SmartCloudFarming – More efficiency in soil management

"Agriculture lags behind other industries technologically and economically. Data-based solutions are only slowly taking hold and on a small scale - in other words, insufficiently", says Suvrajit Saha (Co-Founder SmartCloudFarming).

As part of the Farm-Food-Climate Challenge, ProjectTogether is looking for solutions for climate-positive agriculture and nutrition. SmartCloudFarming provides one of these solutions: The soil analytics start-up from Berlin combines satellite data with artificial intelligence to analyse and assess large areas of land. With this method, SmartCloudFarming wants to facilitate soil management and develop recommendations for action for regenerative agriculture based on the data obtained.

Less costs and effort through data

SmartCloudFarming works with agricultural cooperatives and food companies that want to manage their fields more efficiently. While there are already machines that drive autonomously, for example, and the possibility of making crop forecasts with the help of a satellite, agriculture is lagging behind in other areas. These include insufficient data, which makes it difficult to manage the soil properly and over a wide area. SmartCloudFarming aims at closing this data gap and make soil management data-driven, so that soils can be displayed in 3D, i.e. in depth, in the future.

Michele Bandecchi (left) and Suvrajit Saha (right) at the field trial in Italy with hyperspectral aerial imagery. (Photo: SmartCloudFarming GmbH)

Currently, traditional soil management is time-consuming and costly. It begins with the physical removal of the soil from the field, which in itself is time-consuming and work-intensive.

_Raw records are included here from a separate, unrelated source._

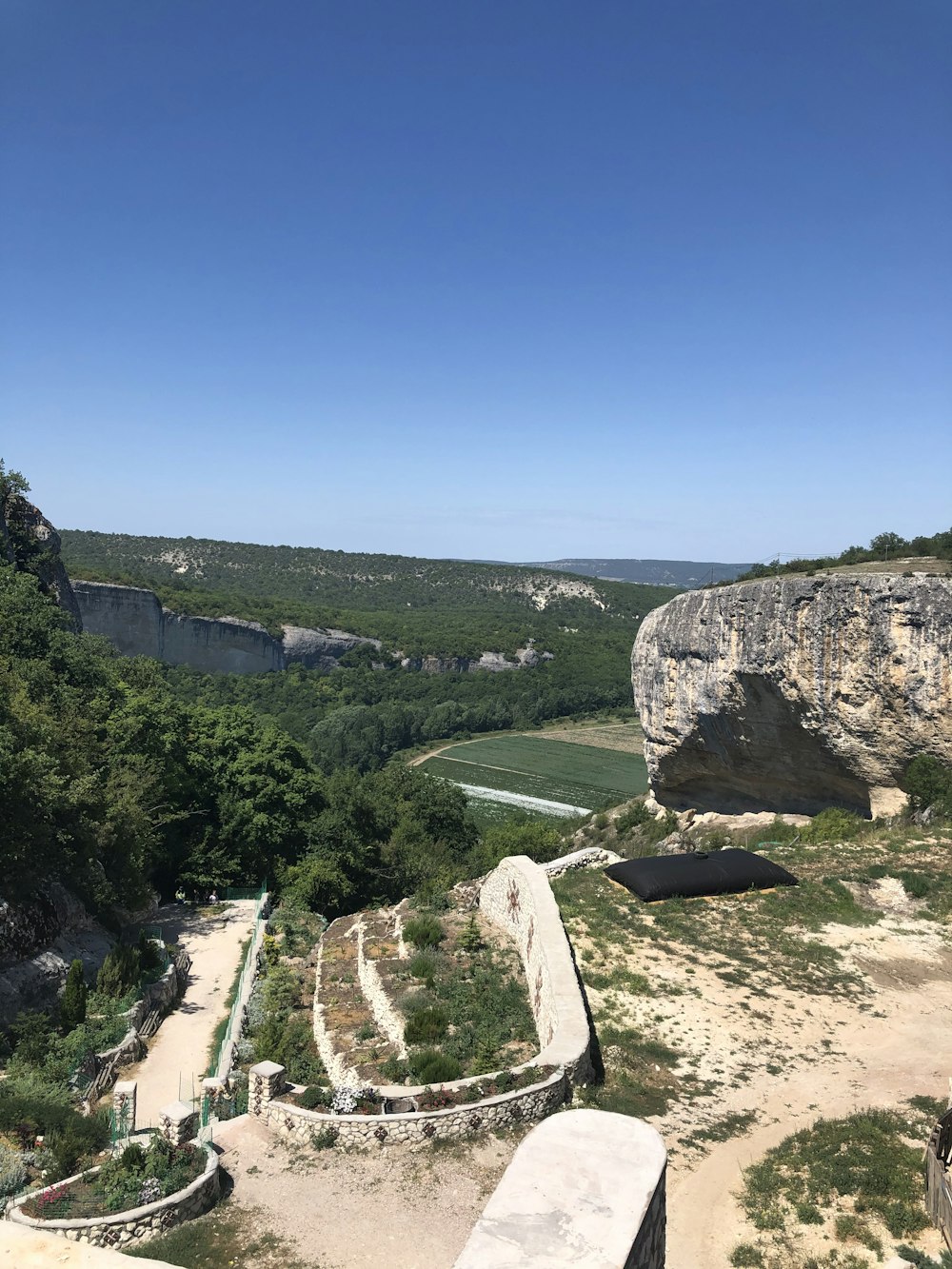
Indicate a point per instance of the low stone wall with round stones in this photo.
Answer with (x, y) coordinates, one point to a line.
(535, 1101)
(120, 1229)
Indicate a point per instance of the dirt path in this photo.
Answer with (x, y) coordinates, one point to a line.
(403, 1207)
(178, 1052)
(887, 1059)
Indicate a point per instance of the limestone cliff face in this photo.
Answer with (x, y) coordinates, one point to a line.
(30, 541)
(320, 648)
(798, 693)
(135, 621)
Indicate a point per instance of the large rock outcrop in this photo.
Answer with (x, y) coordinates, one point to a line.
(320, 648)
(136, 624)
(30, 541)
(798, 693)
(40, 938)
(135, 621)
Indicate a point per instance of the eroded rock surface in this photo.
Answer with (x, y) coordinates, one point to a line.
(38, 941)
(30, 541)
(796, 693)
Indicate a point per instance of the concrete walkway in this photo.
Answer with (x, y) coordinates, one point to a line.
(178, 1054)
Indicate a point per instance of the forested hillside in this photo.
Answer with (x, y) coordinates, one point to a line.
(883, 548)
(361, 716)
(442, 606)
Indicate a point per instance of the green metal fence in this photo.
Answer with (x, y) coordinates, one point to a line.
(244, 891)
(248, 970)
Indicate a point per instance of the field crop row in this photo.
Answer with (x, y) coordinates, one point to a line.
(581, 776)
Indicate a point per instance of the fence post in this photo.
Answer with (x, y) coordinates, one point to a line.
(124, 1109)
(178, 1122)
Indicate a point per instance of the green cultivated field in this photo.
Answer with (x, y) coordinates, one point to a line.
(577, 774)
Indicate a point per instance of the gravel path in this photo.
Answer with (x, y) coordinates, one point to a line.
(399, 1207)
(178, 1052)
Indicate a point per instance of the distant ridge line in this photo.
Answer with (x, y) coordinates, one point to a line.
(685, 574)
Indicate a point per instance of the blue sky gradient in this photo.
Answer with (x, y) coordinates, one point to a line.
(502, 281)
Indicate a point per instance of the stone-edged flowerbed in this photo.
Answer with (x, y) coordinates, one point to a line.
(391, 1012)
(118, 1229)
(446, 1123)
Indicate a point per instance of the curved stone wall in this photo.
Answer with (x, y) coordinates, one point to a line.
(120, 1229)
(535, 1101)
(517, 898)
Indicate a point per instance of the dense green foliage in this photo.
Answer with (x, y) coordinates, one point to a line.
(361, 717)
(929, 784)
(112, 783)
(883, 545)
(72, 1004)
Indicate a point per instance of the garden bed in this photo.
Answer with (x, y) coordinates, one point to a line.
(74, 1208)
(417, 997)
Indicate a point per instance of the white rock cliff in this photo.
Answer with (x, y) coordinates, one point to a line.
(796, 693)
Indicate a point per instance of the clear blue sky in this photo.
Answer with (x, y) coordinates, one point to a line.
(510, 279)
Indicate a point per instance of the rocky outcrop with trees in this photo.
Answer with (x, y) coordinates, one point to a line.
(796, 693)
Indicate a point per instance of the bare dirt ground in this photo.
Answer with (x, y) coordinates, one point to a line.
(398, 1207)
(764, 1037)
(178, 1052)
(833, 1060)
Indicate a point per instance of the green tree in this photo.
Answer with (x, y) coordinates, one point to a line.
(72, 1005)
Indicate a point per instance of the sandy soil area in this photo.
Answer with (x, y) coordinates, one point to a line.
(791, 1059)
(399, 1207)
(178, 1052)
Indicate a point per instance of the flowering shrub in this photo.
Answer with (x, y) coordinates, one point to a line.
(151, 1191)
(364, 1100)
(53, 1206)
(493, 1086)
(13, 1170)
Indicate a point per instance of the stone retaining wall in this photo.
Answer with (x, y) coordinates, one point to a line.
(239, 1017)
(120, 1229)
(518, 899)
(535, 1101)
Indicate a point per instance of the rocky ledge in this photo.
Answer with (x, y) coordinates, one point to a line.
(794, 694)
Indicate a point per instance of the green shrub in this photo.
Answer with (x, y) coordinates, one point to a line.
(72, 1005)
(745, 1256)
(315, 1097)
(120, 971)
(834, 823)
(634, 818)
(289, 1042)
(326, 1139)
(423, 966)
(430, 1066)
(470, 941)
(928, 783)
(425, 1025)
(425, 932)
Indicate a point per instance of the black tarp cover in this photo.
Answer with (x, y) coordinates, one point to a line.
(722, 872)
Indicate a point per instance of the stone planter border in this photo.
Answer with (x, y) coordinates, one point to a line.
(120, 1229)
(361, 1130)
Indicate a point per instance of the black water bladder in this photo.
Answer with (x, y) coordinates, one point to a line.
(722, 872)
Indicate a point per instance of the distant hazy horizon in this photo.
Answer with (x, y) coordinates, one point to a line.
(514, 282)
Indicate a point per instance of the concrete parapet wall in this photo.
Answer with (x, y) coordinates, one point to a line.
(357, 1130)
(518, 899)
(120, 1229)
(585, 1188)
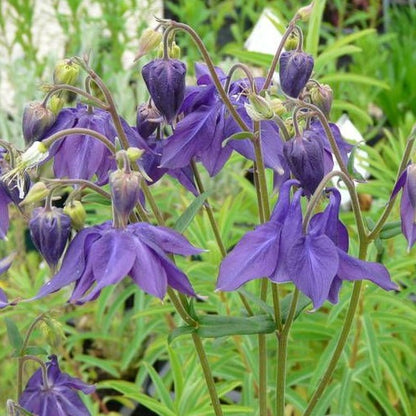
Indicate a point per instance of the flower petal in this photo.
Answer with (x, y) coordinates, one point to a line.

The subsequent laboratory analysis, for example of the carbon content in the soil, also costs up to 10,000 euros for an area of 15 hectres.

Thus SmartCloudFarming has developed its own method, which is more cost-effective than the common laboratory analysis of soil samples. Moreover, their method delivers the necessary results much faster, namely in hours instead of weeks. SmartCloudFarming’s soil analysis basically depends on the available data. This involves data on soil texture or soil moisture. The start-up collects the data itself by using soil sensors, taking soil samples or, in some cases, using drones equipped with a hyperspectral camera. One advantage of the process is that after the first few attempts, no or only a few more soil samples are needed. SmartCloudFarming has developed an algorithm that works with the collected satellite and soil data. Based on the monitoring data and the results, agronomists can eventually recommend courses of action.

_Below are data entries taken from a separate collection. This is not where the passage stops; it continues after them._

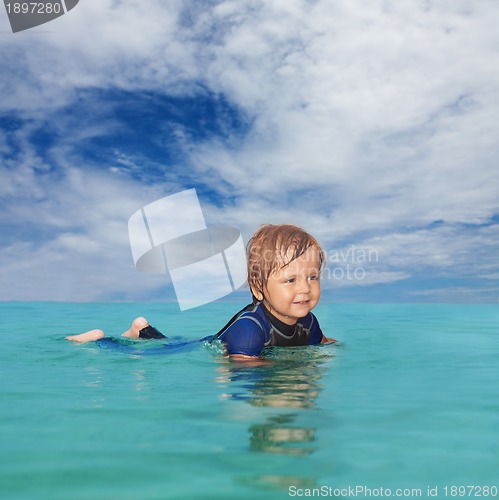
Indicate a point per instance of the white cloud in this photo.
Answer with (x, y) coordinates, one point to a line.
(368, 121)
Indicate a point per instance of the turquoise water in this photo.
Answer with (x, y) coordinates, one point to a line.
(409, 400)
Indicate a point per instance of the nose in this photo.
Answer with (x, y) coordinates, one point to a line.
(304, 286)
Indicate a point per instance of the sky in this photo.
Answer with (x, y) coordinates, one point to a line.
(373, 125)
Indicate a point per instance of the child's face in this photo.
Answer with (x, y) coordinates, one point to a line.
(294, 290)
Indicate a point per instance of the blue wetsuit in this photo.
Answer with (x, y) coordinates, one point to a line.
(254, 328)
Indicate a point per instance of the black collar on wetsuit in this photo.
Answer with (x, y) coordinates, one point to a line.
(279, 325)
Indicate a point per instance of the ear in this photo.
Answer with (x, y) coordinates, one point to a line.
(258, 295)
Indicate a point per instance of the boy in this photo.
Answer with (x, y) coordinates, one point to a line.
(284, 265)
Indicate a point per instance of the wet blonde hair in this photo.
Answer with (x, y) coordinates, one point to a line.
(273, 247)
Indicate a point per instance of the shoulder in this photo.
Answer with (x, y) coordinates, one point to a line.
(247, 334)
(311, 323)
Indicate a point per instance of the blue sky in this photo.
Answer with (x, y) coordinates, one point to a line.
(374, 125)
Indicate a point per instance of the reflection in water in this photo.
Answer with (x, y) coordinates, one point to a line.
(286, 385)
(289, 379)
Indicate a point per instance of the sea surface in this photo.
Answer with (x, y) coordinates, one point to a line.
(408, 402)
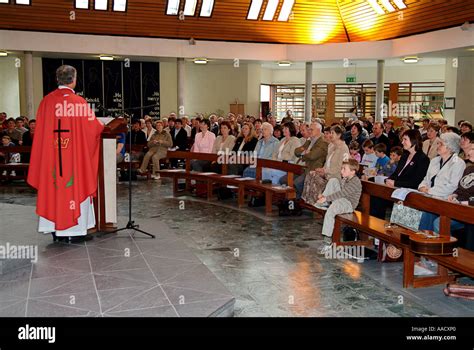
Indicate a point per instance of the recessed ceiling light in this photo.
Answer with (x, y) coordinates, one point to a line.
(206, 8)
(190, 7)
(173, 7)
(255, 8)
(411, 59)
(82, 4)
(377, 8)
(270, 10)
(106, 58)
(285, 11)
(400, 4)
(388, 5)
(120, 5)
(100, 5)
(200, 60)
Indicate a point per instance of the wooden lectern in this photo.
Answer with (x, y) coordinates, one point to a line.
(105, 203)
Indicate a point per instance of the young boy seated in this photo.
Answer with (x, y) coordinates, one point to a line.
(382, 159)
(369, 159)
(340, 197)
(13, 157)
(389, 168)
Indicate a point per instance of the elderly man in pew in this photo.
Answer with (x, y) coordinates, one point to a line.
(267, 148)
(158, 146)
(286, 153)
(410, 171)
(316, 180)
(312, 154)
(463, 193)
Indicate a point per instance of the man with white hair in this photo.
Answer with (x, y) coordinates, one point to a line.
(267, 148)
(313, 153)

About the Farm-Food-Climate Challenge

In the spirit of the European Green Deal, the Farm-Food-Climate Challenge has sought 100+ approaches to climate-positive agriculture and nutrition. For the challenge, the ProjectTogether team and partners drew on the experience and networks from the successful #WirVsVirus hackathon. Around 28,000 people took part in the world’s largest hackathon within 48 hours and worked together on over 1,500 solutions to the challenges of our time. Over 150 projects subsequently made their way into implementation.

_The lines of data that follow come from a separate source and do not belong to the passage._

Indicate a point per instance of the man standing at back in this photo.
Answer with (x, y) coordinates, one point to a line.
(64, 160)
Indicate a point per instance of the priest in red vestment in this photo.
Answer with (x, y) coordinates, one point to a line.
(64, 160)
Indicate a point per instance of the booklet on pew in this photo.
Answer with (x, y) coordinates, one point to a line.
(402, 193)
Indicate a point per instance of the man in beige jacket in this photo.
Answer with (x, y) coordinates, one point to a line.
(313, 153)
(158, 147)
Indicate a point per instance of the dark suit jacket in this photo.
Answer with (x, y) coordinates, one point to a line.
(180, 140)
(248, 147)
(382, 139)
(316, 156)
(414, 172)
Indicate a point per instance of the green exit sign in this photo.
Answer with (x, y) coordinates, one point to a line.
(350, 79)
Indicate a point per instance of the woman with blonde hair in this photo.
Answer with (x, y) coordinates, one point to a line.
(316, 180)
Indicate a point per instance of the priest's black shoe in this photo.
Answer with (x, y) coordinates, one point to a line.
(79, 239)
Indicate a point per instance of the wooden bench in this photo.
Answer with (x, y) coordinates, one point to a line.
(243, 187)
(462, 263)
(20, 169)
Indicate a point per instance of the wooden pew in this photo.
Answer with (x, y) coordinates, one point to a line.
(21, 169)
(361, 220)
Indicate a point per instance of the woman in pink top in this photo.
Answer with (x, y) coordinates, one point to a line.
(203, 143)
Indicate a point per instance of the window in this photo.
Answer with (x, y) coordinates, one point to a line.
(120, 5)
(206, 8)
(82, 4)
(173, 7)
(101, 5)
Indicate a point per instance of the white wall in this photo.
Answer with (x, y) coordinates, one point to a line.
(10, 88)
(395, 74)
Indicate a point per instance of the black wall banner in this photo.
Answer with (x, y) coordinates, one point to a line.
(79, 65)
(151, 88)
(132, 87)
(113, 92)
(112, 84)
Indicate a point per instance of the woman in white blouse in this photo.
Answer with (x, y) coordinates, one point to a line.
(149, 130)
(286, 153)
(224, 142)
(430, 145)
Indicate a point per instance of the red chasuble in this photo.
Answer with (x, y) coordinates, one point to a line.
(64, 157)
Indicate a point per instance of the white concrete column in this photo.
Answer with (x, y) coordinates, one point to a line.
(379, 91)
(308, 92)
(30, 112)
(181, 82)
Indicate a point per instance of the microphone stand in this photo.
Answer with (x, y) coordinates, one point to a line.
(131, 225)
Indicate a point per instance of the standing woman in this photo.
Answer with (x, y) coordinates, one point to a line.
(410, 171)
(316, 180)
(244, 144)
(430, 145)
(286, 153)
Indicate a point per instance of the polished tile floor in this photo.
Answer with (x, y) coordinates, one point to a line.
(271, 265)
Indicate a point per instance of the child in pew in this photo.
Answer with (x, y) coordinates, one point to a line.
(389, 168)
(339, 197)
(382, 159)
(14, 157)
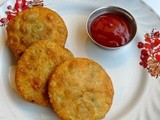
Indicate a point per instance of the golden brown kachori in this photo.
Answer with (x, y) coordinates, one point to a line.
(80, 89)
(35, 67)
(35, 24)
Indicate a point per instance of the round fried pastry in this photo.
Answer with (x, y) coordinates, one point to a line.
(34, 24)
(80, 89)
(35, 67)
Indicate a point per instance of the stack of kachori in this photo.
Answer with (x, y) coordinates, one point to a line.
(47, 73)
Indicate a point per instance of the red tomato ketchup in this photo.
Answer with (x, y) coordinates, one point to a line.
(111, 30)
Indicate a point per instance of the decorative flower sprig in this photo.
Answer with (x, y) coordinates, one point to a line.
(19, 6)
(150, 53)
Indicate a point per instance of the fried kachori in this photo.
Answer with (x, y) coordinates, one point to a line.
(35, 67)
(80, 89)
(34, 24)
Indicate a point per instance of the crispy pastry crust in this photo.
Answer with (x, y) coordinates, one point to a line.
(35, 67)
(80, 89)
(35, 24)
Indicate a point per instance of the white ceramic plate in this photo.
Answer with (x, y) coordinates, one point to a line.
(137, 95)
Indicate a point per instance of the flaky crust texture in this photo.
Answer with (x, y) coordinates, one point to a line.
(80, 89)
(35, 68)
(34, 24)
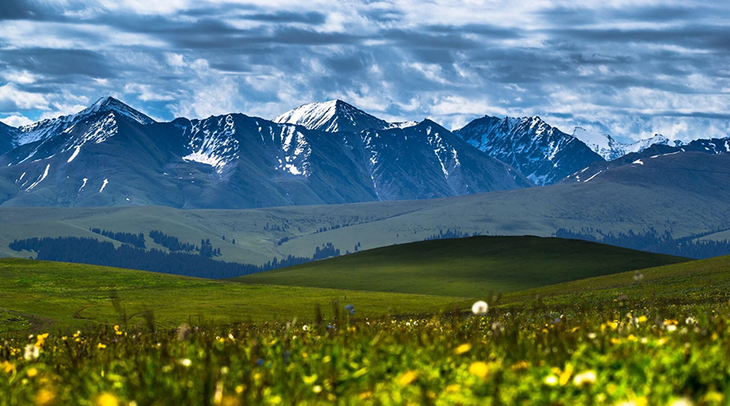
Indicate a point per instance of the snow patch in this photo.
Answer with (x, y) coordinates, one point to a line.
(40, 179)
(591, 178)
(73, 156)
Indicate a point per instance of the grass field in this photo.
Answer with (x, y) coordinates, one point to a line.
(465, 267)
(695, 205)
(654, 337)
(54, 296)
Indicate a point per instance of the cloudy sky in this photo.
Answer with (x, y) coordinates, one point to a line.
(631, 68)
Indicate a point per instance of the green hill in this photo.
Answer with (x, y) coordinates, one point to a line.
(691, 283)
(40, 295)
(468, 267)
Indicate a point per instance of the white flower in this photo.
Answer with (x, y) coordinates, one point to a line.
(480, 308)
(587, 377)
(551, 380)
(31, 352)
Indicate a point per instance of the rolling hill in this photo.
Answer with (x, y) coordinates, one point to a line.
(464, 267)
(683, 194)
(695, 283)
(48, 296)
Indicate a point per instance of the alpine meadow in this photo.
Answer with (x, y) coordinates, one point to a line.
(393, 203)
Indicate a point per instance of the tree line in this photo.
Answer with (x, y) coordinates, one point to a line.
(136, 240)
(92, 251)
(652, 241)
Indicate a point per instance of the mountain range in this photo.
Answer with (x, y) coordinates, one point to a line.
(110, 154)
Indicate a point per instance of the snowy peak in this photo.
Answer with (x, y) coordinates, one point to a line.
(541, 152)
(332, 116)
(50, 127)
(110, 104)
(610, 149)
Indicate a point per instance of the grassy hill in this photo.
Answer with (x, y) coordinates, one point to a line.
(694, 283)
(54, 295)
(466, 267)
(684, 194)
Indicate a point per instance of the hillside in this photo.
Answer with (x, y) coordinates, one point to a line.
(52, 295)
(684, 194)
(466, 267)
(693, 283)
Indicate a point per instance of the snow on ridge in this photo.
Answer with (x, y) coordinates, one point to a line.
(610, 149)
(311, 116)
(64, 124)
(214, 146)
(40, 179)
(73, 156)
(295, 152)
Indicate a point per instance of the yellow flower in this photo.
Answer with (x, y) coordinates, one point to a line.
(565, 375)
(407, 378)
(453, 388)
(520, 366)
(479, 369)
(107, 399)
(41, 339)
(462, 349)
(584, 378)
(44, 397)
(7, 367)
(31, 352)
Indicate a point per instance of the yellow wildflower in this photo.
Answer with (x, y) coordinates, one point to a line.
(462, 349)
(479, 369)
(407, 378)
(565, 375)
(44, 397)
(107, 399)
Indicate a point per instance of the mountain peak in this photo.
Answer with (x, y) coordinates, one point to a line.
(331, 116)
(110, 104)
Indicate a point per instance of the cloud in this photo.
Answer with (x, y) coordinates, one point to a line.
(628, 67)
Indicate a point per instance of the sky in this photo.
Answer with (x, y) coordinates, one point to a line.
(630, 68)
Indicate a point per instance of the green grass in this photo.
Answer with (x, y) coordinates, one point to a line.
(466, 267)
(612, 340)
(688, 283)
(54, 296)
(682, 208)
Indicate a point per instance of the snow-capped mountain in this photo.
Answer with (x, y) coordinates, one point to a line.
(49, 127)
(610, 149)
(334, 116)
(542, 153)
(110, 155)
(8, 135)
(639, 159)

Similarly, the Farm-Food-Climate-Challenge offers a platform for innovative initiatives from society that want to create sustainable development along the entire value chain of the agricultural and food sector. Designers of tomorrow’s ecologically and economically sustainable world were invited to submit their ideas and solutions by the end of July 2020. Together with experts and partners from business, politics and civil society, ideas were then tested and validated in practice for nine months. Like the #WirVsVirus Hackathon, the Challenge is supported by the Vodafone Institute.